車はほとんど信号に引っかかることもなく、すいすいと滑るように進んでいく。車内にはラジオの洋楽専門チャンネルから、聞いたことのないおしゃれな音楽が流れていた。
 最後に爆豪くんの車に乗った日と変わりのない位置にある助手席のシートに深く腰掛けて、私はぼんやりとフロントガラスにうつる景色を眺める。
「あれ以来、変なの沸いてねえか」
 ゆったりとハンドルを切りながら、ふいに爆豪くんが口を開いた。意識を散漫にさせていた私は「ああ、えっと」ととりあえずの言葉を返しながら、爆豪くんに問われた言葉の意味を考える。
「あれって」
「週刊誌」
「ああ、うん。大丈夫」
 それに関しては本当に何もおかしなことはないので、私ははっきりと頷いた。
 爆豪くんの事務所と先方でどういう話が付いたのか、私はその辺りのことを何も知らない。一応のところは私も巻き込まれた当事者のひとりなのだろうが、爆豪くん本人すら話し合いの場から締め出されていたのに私が事の仔細を知りえるはずがない。
 後日爆豪くんの事務所からお詫びの品という名目でお茶菓子が送られてきたけれど、結局はそれきりだった。それ以来、爆豪くんが今日にいたるまで事件の話を蒸し返すことはなく、当然ながら私の元恋人やその後ろにいたと思われる人たちからの接触もない。
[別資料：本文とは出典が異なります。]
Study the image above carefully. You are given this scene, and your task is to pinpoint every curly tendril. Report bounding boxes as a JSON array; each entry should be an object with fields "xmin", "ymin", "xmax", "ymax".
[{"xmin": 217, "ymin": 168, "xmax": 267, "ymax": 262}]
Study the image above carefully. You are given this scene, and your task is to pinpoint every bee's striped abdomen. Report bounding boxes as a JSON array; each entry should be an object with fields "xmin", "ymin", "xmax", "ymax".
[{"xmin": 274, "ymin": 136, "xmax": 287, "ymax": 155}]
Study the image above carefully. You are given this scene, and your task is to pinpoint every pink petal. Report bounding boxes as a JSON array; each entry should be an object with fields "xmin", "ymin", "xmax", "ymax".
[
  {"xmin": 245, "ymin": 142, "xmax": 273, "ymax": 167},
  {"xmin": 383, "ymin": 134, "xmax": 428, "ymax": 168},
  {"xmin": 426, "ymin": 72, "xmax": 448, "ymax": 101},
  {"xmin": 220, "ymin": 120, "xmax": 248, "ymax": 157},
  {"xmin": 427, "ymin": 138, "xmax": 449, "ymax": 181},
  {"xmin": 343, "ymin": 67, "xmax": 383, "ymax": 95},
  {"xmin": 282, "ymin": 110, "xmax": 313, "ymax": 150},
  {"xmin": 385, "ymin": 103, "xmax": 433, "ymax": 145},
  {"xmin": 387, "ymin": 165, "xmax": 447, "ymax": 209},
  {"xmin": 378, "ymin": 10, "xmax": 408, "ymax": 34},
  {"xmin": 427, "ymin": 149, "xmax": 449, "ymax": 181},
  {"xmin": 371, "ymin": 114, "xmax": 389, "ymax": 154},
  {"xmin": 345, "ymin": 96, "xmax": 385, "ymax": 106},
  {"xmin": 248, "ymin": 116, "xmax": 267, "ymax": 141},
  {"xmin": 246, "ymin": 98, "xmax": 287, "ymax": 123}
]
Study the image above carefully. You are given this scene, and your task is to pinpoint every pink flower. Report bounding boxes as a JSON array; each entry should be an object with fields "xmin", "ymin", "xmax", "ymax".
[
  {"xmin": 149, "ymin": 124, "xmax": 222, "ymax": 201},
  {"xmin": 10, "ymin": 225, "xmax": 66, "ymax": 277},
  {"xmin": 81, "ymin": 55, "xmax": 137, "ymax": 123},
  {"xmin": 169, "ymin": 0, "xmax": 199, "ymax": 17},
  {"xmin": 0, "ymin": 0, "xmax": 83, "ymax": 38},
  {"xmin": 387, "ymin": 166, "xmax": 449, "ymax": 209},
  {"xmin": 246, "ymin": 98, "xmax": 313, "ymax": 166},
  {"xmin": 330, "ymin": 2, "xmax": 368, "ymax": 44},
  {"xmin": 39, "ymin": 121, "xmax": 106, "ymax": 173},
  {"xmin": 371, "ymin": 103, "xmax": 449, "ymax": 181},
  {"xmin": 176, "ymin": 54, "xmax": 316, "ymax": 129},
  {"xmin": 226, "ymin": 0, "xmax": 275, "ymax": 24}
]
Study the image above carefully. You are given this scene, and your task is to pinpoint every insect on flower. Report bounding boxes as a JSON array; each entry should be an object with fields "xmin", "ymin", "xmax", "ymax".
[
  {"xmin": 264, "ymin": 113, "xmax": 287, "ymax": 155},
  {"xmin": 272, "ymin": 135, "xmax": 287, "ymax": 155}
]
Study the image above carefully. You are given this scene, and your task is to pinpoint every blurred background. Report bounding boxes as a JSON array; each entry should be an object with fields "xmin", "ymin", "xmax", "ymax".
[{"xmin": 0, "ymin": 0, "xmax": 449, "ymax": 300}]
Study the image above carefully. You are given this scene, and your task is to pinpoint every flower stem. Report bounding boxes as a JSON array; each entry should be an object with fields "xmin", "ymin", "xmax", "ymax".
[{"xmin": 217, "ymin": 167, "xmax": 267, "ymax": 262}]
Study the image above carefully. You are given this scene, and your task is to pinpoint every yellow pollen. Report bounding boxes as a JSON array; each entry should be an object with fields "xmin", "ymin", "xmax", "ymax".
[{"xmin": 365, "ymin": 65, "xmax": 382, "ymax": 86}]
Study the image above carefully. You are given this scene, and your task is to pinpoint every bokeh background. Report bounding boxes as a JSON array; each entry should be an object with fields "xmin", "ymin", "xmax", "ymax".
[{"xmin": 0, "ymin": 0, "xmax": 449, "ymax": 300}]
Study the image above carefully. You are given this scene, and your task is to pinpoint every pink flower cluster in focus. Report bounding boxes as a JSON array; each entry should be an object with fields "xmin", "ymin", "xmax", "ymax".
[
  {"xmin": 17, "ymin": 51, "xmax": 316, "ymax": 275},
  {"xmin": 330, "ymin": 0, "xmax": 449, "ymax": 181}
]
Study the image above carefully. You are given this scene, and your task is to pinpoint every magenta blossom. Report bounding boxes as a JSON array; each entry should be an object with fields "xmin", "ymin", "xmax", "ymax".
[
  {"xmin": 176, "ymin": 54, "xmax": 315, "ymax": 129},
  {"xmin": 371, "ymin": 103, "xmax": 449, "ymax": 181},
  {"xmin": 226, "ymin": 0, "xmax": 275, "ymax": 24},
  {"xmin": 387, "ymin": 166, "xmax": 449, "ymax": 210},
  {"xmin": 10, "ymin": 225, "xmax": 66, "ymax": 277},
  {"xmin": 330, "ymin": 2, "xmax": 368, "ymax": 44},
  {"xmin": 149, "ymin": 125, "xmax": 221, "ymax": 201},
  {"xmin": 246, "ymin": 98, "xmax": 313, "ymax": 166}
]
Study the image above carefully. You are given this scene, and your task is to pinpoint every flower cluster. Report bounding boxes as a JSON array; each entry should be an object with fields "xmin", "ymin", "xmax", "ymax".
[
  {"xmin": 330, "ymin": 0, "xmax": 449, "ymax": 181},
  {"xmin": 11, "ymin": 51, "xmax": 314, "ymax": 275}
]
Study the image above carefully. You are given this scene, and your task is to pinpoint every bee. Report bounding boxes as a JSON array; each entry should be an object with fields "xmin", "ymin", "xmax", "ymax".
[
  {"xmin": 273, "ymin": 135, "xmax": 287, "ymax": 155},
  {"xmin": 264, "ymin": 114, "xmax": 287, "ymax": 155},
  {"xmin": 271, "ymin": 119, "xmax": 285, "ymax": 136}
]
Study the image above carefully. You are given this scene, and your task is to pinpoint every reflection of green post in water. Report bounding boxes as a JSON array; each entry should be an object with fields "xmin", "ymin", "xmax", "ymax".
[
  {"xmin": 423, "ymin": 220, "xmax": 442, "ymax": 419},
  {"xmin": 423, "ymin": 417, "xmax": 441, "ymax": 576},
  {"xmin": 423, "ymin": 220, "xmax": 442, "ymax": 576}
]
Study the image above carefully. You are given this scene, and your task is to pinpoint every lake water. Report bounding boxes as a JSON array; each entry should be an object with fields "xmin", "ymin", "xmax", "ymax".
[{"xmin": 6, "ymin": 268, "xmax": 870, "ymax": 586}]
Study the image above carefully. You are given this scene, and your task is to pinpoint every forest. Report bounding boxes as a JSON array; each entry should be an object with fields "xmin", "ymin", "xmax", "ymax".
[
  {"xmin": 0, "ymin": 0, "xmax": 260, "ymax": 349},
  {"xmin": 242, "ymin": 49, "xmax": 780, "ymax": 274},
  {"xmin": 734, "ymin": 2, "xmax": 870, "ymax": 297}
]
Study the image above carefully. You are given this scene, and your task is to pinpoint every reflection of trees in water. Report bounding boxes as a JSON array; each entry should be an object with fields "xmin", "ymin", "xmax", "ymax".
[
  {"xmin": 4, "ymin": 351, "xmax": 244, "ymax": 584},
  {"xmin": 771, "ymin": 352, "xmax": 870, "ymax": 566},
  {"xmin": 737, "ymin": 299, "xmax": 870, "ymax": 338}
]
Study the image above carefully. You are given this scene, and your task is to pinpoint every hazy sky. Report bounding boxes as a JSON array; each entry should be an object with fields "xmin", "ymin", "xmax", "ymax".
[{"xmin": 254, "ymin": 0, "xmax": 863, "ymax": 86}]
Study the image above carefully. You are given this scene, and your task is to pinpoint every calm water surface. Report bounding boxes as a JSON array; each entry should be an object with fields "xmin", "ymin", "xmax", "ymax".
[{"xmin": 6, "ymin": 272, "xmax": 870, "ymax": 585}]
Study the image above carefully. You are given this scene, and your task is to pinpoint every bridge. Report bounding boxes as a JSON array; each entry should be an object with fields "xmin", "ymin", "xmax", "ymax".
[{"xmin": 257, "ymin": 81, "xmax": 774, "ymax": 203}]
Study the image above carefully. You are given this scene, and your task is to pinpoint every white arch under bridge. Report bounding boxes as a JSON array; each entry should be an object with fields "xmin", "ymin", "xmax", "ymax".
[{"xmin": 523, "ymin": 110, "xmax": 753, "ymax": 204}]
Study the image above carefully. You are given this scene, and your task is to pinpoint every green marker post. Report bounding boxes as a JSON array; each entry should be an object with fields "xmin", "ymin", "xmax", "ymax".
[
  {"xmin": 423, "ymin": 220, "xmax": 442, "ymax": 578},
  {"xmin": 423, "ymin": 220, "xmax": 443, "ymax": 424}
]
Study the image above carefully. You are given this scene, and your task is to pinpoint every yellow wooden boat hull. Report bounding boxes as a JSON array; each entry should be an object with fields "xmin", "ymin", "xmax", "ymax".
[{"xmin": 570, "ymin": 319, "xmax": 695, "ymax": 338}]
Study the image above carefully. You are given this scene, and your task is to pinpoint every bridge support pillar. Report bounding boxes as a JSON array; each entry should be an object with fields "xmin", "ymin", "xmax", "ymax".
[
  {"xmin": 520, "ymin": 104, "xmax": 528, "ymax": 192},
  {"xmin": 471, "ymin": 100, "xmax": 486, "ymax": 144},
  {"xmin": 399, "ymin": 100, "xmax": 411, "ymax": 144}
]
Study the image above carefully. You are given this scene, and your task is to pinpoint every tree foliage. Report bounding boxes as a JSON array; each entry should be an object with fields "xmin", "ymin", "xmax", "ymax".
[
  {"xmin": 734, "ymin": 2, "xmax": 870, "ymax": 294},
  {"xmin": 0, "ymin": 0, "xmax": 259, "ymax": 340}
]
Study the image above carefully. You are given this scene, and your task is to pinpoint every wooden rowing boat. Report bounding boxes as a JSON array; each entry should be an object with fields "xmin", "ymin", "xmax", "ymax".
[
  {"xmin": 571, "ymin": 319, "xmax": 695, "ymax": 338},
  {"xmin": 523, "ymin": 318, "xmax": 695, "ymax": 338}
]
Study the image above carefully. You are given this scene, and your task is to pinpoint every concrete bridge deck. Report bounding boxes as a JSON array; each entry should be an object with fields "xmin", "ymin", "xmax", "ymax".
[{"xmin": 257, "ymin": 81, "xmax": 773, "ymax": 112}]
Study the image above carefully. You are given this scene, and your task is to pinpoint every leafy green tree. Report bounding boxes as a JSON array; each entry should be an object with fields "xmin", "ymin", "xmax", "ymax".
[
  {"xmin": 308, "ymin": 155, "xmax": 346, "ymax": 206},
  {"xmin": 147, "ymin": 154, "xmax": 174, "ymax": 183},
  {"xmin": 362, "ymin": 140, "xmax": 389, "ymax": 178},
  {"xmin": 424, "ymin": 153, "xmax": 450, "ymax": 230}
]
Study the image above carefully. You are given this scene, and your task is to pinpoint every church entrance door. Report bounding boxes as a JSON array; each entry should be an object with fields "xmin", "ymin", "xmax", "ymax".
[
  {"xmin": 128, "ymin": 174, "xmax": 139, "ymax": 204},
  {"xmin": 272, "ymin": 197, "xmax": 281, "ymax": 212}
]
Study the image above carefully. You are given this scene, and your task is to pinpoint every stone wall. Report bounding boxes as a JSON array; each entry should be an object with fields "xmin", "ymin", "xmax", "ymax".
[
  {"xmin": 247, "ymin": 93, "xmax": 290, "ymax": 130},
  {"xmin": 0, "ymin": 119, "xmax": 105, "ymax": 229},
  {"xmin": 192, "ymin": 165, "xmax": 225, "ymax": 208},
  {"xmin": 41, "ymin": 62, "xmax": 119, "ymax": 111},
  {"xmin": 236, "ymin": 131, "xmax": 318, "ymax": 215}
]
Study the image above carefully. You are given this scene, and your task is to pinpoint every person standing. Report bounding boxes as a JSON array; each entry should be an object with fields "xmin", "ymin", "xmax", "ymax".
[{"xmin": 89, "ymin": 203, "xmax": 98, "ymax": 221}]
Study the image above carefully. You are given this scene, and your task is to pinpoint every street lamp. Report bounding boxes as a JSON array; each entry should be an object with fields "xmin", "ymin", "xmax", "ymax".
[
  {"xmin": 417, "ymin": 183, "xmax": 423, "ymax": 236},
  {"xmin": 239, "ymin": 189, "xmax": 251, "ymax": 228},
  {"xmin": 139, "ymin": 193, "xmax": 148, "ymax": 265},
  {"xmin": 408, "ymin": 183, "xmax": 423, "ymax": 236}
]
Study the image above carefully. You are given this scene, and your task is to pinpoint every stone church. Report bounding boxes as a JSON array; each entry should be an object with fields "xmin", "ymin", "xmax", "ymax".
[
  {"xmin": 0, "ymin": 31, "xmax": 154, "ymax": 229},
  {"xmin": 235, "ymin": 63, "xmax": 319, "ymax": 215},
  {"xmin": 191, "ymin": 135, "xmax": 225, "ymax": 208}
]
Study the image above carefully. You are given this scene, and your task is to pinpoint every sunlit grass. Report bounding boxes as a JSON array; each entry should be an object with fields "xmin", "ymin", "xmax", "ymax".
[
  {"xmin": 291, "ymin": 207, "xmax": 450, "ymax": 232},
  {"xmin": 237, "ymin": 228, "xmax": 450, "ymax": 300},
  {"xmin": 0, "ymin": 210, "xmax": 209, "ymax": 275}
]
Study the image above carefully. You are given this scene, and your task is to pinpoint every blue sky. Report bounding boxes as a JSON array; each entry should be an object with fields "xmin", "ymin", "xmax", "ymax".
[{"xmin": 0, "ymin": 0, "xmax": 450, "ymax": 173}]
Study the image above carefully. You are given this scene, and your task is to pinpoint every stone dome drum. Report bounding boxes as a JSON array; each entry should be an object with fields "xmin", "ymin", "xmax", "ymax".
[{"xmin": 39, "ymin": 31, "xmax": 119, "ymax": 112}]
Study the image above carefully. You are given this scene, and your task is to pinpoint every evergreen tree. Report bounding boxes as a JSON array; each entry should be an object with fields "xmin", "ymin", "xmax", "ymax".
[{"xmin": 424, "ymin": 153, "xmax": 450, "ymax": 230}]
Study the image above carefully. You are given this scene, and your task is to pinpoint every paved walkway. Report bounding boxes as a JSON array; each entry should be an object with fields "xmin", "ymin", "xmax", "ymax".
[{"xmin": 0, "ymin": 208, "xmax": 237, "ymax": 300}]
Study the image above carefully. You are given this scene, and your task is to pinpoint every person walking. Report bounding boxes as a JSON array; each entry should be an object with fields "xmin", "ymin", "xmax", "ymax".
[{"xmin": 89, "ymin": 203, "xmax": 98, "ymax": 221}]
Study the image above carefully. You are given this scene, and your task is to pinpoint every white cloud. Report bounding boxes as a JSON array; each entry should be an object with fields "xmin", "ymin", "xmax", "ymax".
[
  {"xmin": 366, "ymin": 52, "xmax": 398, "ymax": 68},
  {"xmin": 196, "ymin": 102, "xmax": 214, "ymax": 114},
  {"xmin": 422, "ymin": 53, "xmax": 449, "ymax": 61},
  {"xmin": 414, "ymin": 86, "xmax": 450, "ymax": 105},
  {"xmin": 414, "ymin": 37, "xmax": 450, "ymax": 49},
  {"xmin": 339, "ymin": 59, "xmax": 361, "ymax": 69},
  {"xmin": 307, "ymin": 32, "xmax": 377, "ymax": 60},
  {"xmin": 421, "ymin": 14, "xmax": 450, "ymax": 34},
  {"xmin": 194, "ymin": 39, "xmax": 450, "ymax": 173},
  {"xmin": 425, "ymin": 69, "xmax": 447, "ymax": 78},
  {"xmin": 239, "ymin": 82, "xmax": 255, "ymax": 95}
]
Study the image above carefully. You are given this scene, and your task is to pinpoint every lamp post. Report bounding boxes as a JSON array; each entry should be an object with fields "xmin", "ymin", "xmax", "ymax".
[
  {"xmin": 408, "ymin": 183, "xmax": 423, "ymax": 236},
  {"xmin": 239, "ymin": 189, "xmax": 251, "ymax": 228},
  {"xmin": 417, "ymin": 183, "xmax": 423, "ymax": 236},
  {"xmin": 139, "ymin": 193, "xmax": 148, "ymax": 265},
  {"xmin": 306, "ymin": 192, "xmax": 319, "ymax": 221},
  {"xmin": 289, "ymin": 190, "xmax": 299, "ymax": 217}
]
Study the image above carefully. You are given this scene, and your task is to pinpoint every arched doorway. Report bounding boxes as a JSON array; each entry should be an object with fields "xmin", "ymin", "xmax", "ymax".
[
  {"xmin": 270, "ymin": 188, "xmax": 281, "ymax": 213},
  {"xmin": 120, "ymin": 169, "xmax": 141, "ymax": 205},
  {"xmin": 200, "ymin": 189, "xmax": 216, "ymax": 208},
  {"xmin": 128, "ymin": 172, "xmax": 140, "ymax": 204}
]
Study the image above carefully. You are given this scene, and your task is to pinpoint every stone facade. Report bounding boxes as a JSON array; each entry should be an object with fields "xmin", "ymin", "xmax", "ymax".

 仕事が忙しいのは相変わらずでも、しごく平和で、いつも通りの日常だ。
 私の返事に満足したのか、爆豪くんはかすかに肩に入っていた力をゆるませ、それからまたいつものように鼻を鳴らす。
「大体てめえは隙が多いんだわ。だから変なのに目つけられんだよ」
「目つけられてたのはどっちか言うと爆豪くんだけどね」
 まだ微妙に残っているアルコールが、私の口を軽くした。
 口に出してから、もし余計なことを言ってしまっただろうかと気付く。ちらりと爆豪くんの方を盗み見れば、むっつりと口をへの字に曲げてまっすぐ前を見つめていた。いつもと変わりのないその様子からは、私の失言ともとれる言葉が気に障ったようにも見えるし、どうでもいいと受け流しているようにも見える。
 ラジオから流れる音楽が、ふつりと途切れる。
 その隙間を埋めるようにして、私は爆豪くんに尋ねた。
「爆豪くん、もしかして罪悪感みたいなのある?」
 爆豪くんからの返事はない。この無言が肯定なのか否定なのか分からず、
「その、私のこと巻き込んだとかそういうのに対して、だけど」
 と、一応の補足らしきものを付け足した。あまりにも言葉が足りていなくて意図が伝わっていないのかと思ったのだ。
 上鳴くんと話をするまで、私は自分が一方的に爆豪くんに迷惑を掛けた側だと思っていた。申し訳ない気持ちもあったし、何となく爆豪くんに顔向けできないとも思っていた。防ぐことが難しかったとはいえ、やはり私に付け入る隙があったのは事実だったのだろうし、ヒーローとしてのリスクマネジメントも不足していたと思う。いくら専業ヒーローではないといったって、私の立場は完全な一般市民とは一線を画す。そのあたりの意識が不足していたと言われれば、私には否定のしようもない。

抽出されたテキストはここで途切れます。